Post
Topic
Board Development & Technical Discussion
Re: Majority is not Enough: Bitcoin Mining is Vulnerable
by
cunicula
on 09/11/2013, 16:44:06 UTC
I'd like to think that people will agree to proof of stake before surrendering bitcoin to government or corporate management, but you may be right. People are extremely stubborn and consensus is a damned hard thing to obtain.
Proof of stake has thus far proven unworkable.

The main problem with Proof of Stake appears to be that is that there is nothing at stake:  In PoW systems you burn energy to mine, and that mining is only worth while if the chain your mining on survives long term, so you are generally incentive mine the chain most likely to survive. In PoS the rational strategy is to mine all possible forks constantly, because doing so costs you nothing.

Oh, this again. Don't you have any integrity at all? [As in you know the above to be false, yet that does not prevent you from repeating it time and time again.]

I suggest you add some color to my ignore button because I fail to see value in discussion with you.
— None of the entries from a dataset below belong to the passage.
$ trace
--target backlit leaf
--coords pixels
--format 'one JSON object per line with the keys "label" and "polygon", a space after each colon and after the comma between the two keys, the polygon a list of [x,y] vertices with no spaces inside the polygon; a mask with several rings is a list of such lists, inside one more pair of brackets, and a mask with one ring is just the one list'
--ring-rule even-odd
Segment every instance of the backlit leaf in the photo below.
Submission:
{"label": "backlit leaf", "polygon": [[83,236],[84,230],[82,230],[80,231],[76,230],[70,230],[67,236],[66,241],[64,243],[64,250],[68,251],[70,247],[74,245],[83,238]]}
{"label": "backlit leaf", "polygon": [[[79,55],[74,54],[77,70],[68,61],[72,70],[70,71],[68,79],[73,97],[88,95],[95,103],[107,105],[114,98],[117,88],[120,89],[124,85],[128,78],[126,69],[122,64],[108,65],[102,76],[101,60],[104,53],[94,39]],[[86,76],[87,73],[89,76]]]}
This is not because you are stupid, but because interactions with clever and dishonest people are rarely rewarding. You lie when it suits you, see below. You also don't understand incentives, see below. If you were right here, then my analysis in the pdf would be wrong...



Could you comment on the incentives to maintain full nodes described here: https://en.bitcoin.it/wiki/Proof_of_Stake

That page is pretty embarrassing.   There is absolutely no mention of the fundamental flaw in PoS consensus which none of your proposals have addressed:  As of yet none of the proof of stake proposals are workable because there is nothing at stake!   If someone is PoS mining it is in their best interest to attempt to concurrently build an honest chain as well as all possible attack forks just in case one of them happens to win.  Under most schemes this is the profit maximizing move, in all I've seen so far its at least neutral.  Mining an attack under PoW actually involves _spending_ something and taking the risk other miners will extend it. PoW works because your work is at stake so even a very small amount of honest miners make mercenary rational miners behave honestly too.

Moreover, I don't see why you argue here that it better aligns incentives. Parties can't mine PoW without having a validating node (or face the extreme risk other miners will toss them off on forks).  All it does is redistribute control, which might be useful— if not for the fact that it makes attacking more attractive for selfish participants.   I was hopeful of these techniques but as of yet I don't see how any can be workable.